İslâmî entelektüel mîrasın Batıda tanınması için çaba gösterenlerden biri: William Chittick
” VAROLMANIN BOYUTLARI -Tasavvuf ve Vahdetü’l-Vücûd Üstüne Yazılar- ” diye Dr. Turan Koç tarafından Türkçeye çevrilen Willliam Chittick‘in İngilizce olarak yayınlanmış ‘bir demet makalesi’ insan yayınları‘ndan (231.), alternatif düşünce dizisinden (36.) kitap olarak, birinci baskı 1997, dördüncü baskı 2013 olarak yayınlanmış bulunmaktadır. Bu kitabın başlarından yapacağım bazı alıntılamalardan oluşacak bir yazı bu.
” William Chittick New York State Üniversitesi’nde öğretim üyesidir. The Sufi Path of Knowledge: Ibn al-Arabi’s metaphysics of Imagination; The Sufi Path of Love: The Spiritual Teachings of Rumi; Faith and Practice of İslâm; A Shi’ite Anthology; İmaginal Worlds: Ibn Al-Arabî and The problem of Religious Diversity; The Self- Disclosure of God: Principle of Ibn al-Arabi’s Cosmology gibi tasavvufî ve felsefî kültürümüzün daha iyi anlaşılması açısından son derece önemli eserlerin yazarıdır. 1979’da Türkiye’de bulunmuş; doktorasını Seyyid Hüseyin Nasr’ın yönetiminde 1974’de Tahran Üniversitesi’nde tamamlamıştır. Doktora çalışması, Abdurrahman Câmî’nin Nakdu’n-nüsûs fî şerh-i nakşi’l-fusûs adlı eserinin tahkiki ve incelenmesi idi.”
“William Chittick’e göre tüm İslâmî disiplinler arasında, temel ilâhî ve insanî konulara dinleyenin kalbine işleyen bir dille önem ve öncelik vermesi bakımından tasavvufun özel bir yeri vardır. Öteki disiplinler, aklîleştirici özelliklerinden dolayı, sonu gelmez çözümleme, tartışma, ayrıştırma ve bölümlemelere gitme eğilimi gösterirler.

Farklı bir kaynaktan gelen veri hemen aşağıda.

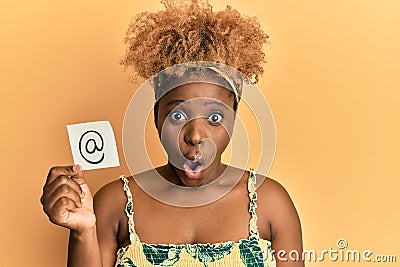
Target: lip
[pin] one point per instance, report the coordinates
(193, 168)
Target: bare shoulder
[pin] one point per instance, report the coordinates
(109, 204)
(275, 204)
(271, 191)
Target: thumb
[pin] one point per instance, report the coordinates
(78, 174)
(87, 200)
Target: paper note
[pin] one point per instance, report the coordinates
(93, 145)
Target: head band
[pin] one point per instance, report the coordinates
(201, 71)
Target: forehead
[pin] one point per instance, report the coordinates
(199, 90)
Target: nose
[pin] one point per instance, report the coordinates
(195, 131)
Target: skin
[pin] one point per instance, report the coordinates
(99, 227)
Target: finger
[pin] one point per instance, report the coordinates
(49, 189)
(64, 191)
(63, 170)
(60, 212)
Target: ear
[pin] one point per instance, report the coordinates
(156, 105)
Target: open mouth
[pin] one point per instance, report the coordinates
(193, 168)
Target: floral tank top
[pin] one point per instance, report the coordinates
(252, 252)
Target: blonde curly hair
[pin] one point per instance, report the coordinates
(190, 30)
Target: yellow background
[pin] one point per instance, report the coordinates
(332, 81)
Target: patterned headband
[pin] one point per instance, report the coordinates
(199, 71)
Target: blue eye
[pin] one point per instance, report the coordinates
(215, 118)
(177, 116)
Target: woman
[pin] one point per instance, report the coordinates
(194, 115)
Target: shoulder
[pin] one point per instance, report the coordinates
(275, 203)
(109, 204)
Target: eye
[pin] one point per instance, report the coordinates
(215, 118)
(177, 116)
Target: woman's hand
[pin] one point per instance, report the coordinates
(67, 199)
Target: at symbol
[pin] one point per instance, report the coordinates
(88, 146)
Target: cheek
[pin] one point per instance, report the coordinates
(169, 136)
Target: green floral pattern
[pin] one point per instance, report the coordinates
(252, 254)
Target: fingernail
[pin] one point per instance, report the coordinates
(76, 168)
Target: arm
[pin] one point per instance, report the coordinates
(98, 246)
(68, 202)
(284, 224)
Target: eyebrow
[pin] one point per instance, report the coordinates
(172, 102)
(212, 102)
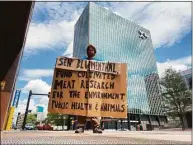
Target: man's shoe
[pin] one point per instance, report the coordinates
(97, 130)
(79, 130)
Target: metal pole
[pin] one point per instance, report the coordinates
(26, 111)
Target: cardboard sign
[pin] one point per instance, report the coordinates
(85, 65)
(89, 93)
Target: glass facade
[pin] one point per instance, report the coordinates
(120, 40)
(187, 76)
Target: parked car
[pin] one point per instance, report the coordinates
(29, 127)
(44, 127)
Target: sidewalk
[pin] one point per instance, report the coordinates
(150, 135)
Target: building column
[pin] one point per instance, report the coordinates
(128, 121)
(150, 121)
(139, 117)
(158, 120)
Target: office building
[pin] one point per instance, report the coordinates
(20, 119)
(187, 76)
(120, 40)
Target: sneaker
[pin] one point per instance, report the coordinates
(79, 130)
(97, 130)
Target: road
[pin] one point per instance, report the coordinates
(108, 137)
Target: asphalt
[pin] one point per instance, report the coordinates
(108, 137)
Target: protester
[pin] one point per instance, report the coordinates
(95, 121)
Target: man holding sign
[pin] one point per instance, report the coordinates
(88, 88)
(91, 51)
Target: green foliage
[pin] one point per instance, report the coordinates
(176, 96)
(31, 118)
(54, 119)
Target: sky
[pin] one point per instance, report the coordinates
(51, 33)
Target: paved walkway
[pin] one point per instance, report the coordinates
(108, 137)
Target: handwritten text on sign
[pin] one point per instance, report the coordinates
(84, 65)
(89, 93)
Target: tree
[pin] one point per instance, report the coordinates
(31, 118)
(177, 97)
(55, 119)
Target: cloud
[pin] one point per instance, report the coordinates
(52, 26)
(37, 86)
(178, 65)
(54, 35)
(31, 74)
(167, 24)
(53, 23)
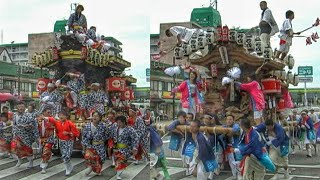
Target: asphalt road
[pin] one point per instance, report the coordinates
(301, 167)
(56, 171)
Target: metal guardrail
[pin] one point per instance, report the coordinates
(290, 165)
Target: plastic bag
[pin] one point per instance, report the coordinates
(210, 165)
(267, 163)
(175, 142)
(190, 148)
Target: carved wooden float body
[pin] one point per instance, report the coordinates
(214, 130)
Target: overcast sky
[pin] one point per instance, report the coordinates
(126, 21)
(246, 14)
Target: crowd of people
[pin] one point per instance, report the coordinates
(116, 135)
(248, 149)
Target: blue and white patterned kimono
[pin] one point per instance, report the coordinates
(92, 134)
(96, 99)
(128, 137)
(54, 101)
(28, 135)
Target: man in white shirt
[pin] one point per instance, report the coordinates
(286, 35)
(183, 34)
(313, 116)
(268, 26)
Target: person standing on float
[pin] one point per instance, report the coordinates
(257, 101)
(191, 94)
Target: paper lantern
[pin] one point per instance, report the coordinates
(131, 94)
(84, 52)
(225, 34)
(178, 52)
(42, 84)
(125, 95)
(232, 35)
(115, 84)
(240, 38)
(214, 70)
(55, 53)
(219, 33)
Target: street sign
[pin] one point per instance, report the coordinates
(305, 79)
(148, 72)
(305, 70)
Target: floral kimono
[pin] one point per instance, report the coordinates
(54, 101)
(46, 131)
(142, 132)
(5, 136)
(23, 137)
(96, 100)
(93, 140)
(126, 139)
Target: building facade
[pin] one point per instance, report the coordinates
(18, 52)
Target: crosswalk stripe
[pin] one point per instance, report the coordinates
(13, 170)
(81, 175)
(131, 171)
(53, 170)
(173, 170)
(6, 160)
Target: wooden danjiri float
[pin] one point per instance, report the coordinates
(71, 57)
(229, 49)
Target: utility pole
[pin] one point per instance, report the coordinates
(19, 78)
(305, 92)
(174, 85)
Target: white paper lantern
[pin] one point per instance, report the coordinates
(232, 35)
(240, 38)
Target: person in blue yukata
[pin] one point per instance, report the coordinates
(177, 137)
(307, 133)
(255, 159)
(215, 141)
(231, 141)
(77, 19)
(278, 143)
(200, 153)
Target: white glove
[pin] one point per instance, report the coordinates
(236, 150)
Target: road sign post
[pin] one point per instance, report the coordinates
(305, 71)
(148, 74)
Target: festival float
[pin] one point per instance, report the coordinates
(74, 55)
(231, 55)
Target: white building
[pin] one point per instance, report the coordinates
(4, 55)
(18, 52)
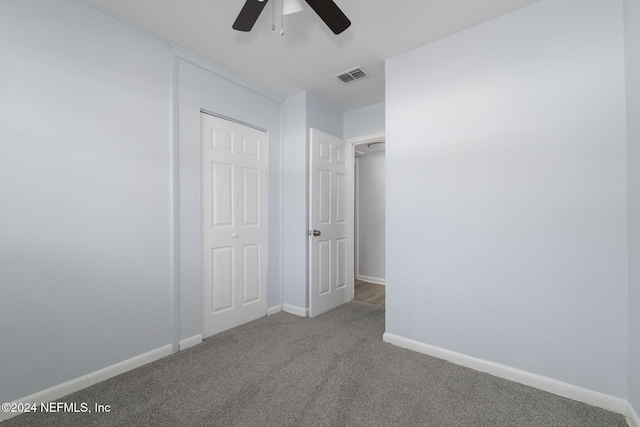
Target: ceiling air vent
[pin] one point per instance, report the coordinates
(352, 75)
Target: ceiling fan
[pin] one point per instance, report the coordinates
(327, 10)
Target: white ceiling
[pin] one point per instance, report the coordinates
(309, 55)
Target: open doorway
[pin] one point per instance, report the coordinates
(370, 274)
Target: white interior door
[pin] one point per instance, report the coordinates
(234, 224)
(331, 223)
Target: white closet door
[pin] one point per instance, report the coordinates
(331, 256)
(234, 224)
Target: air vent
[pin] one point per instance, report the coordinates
(352, 75)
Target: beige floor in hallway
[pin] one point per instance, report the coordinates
(369, 293)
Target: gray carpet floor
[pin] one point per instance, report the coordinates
(333, 370)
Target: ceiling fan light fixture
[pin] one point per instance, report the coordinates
(291, 6)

Bu tür aklîleştirme yönelişlerinin aşırı bir biçimde takip edildiği Batı’da, netice Tanrı’nın tablodan çıkarılması oldu. (…) Gerçekten Tanrı işe yaramaz bir varsayıma –bilim, teknoloji, iş dünyası ve politika gibi– tüm önemli alanlarda rahatlıkla vazgeçilecek bir şeye dönüştü.”
” Şimdi bilgi, bilim ve insanın mahiyeti ile ilgili İslâmî bakış açısına kısaca göz atmak istiyorum. Olgu ve olaylar (things)’la ilgili İslâmî görüşleri gözden geçirirken, hiçbir zaman unutulmaması gereken temel husus, Müslüman düşünürlerin her zaman Allah’a, ilgi konuların başında yer vermiş olmalarıdır. Allah’ın her insânî çabada bir rol oynaması olgusu son derece açık olmuştur. Bu yüzden Müslümanlar ağırlığı Allah’ı anlamaya ve bu anlayışa dayalı olarak da, insanların âlemdeki rolünü anlamaya vermişlerdir. İnsan olmaktan ne kasdedildiğini anlamak isteyenler Tanrı olmaktan ne kasdedildiğini anlamak durumunda olmuşlardır. ‘İlâhiyât’ (theology) İslâmî atılganlık ve girişim açısından tam bir merkezî konuma sahipti. İlâhiyât derken kelâm disiplininin anlamını değil, terim’in en geniş anlamını yani Kur’ânî anlamını kasdediyorum. Eşyaya ilişkin Kur’ânî görüşte ‘ilâhiyât’ sadece Allah’ı bilmek anlamına gelebilir; ve Allah’ı bilmek de O’nun âyâtının, yani işaretlerinin anlamını bilmek demektir.”
“Âlem devasa bir alâmetler (âyetler) toplamıdır; ama eşya Allah’a aynı şekilde delâlet etmez. İslâm kozmoloji anlayışında yaratıkların belli bazı sınıfları Allah’a daha yakın, başkaları daha uzaktır. Mesela melekler Allah’a daha yakın; ama cansız varlıklar Allah’tan nisbeten uzaktır. (…) Allah’a en yakın olan kişilere (peygamberler) tevhîd hâkim olur; bu yüzden onlar her yerde Allah’ı bulur ve yaptıkları her işi Allah’ın rızası için yaparlar.”